Complete product launch video with original score — generated entirely inside a Codex agent session.


Model Selection Guide

Use Suno V5.5 when:

  • You want a full song with lyrics, melody, and vocals
  • You need a specific music genre (pop, rock, jazz, electronic)
  • The output will be the primary audio content (not just background)

Use Suno V5 when:

  • You need instrumental/ambient background music
  • You want consistent, loopable tracks
  • The music will play under voiceover or video

Use ElevenLabs Music when:

  • You need cinematic, orchestral, or game-style audio
  • The music needs to sync to specific emotional beats
  • You need professional quality for commercial use

Use Mureka V8 when:

  • You are generating many tracks with a consistent style
  • You need batch production at lower cost per minute
  • Style consistency across multiple pieces matters more than peak quality

Use ElevenLabs TTS when:

  • You need spoken-word audio: narration, voiceover, documentation read-aloud
  • You want multiple speaker voices for different characters
  • You need multilingual audio from the same text

FAQ

Q: Can Codex generate audio without me installing anything?
A: No. Codex's default sandbox has no audio synthesis tools. AnyCap is the fastest path to add them — installation takes about 30 seconds.
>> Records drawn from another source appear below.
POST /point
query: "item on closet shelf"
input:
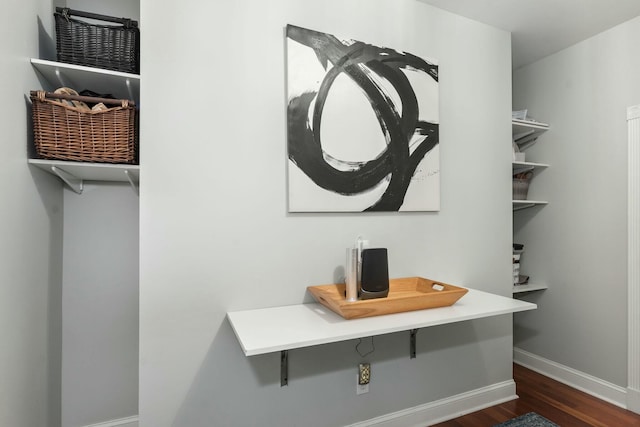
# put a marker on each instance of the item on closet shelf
(375, 274)
(521, 185)
(110, 47)
(351, 274)
(519, 115)
(405, 294)
(66, 132)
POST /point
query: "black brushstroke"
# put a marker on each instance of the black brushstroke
(358, 61)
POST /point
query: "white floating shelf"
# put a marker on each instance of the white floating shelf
(75, 173)
(518, 124)
(524, 204)
(78, 77)
(522, 166)
(526, 132)
(528, 288)
(276, 329)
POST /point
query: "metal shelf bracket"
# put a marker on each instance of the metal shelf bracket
(412, 343)
(133, 181)
(284, 368)
(72, 181)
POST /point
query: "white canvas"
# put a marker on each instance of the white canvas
(363, 126)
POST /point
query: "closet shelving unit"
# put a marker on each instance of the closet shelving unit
(122, 86)
(525, 133)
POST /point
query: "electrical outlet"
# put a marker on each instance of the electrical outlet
(364, 373)
(363, 379)
(361, 388)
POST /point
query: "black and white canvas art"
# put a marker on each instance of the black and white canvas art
(362, 126)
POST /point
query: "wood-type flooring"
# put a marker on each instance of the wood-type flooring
(555, 401)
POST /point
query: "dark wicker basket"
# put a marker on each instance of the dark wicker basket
(110, 47)
(66, 132)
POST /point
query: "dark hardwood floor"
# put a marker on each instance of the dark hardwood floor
(555, 401)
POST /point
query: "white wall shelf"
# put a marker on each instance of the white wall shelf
(525, 132)
(517, 289)
(519, 167)
(525, 204)
(270, 330)
(75, 173)
(78, 77)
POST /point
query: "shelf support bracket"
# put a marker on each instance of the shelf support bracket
(133, 181)
(412, 343)
(72, 181)
(526, 206)
(284, 368)
(127, 82)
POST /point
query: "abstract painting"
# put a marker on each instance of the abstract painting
(362, 126)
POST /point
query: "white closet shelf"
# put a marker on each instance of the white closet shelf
(517, 289)
(523, 166)
(524, 204)
(285, 328)
(78, 77)
(75, 173)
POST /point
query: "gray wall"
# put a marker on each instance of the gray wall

Q: Do I need an ElevenLabs or Suno account?
A: No. AnyCap aggregates all models under one API key. You pay only AnyCap credits — no separate subscriptions required.

Q: What audio formats are supported?
A: MP3 (default), WAV, and OGG. Pass --format wav for lossless output. WAV is recommended before any mixing or post-processing.

Q: Can I specify the key or tempo of generated music?
A: Include musical parameters in your prompt: "120 BPM, key of C major, 4/4 time signature". Suno V5 and ElevenLabs Music both follow musical specification prompts reliably.

Q: How long can a generated audio track be?
A: Maximum duration is 5 minutes (300 seconds) per call. For longer content, generate in segments and concatenate with ffmpeg.

Q: Can the TTS voice be customized?
A: Yes. Pass --voice with a voice name (Rachel, Josh, Bella, etc.) and --stability, --similarity parameters for fine-tuning. Run anycap audio voices to list all available voices.

Q: Does this work in Claude Code and Cursor too?
A: Yes. The same CLI and MCP server install identically in Claude Code and Cursor terminals. The only difference is where you put the MCP config file.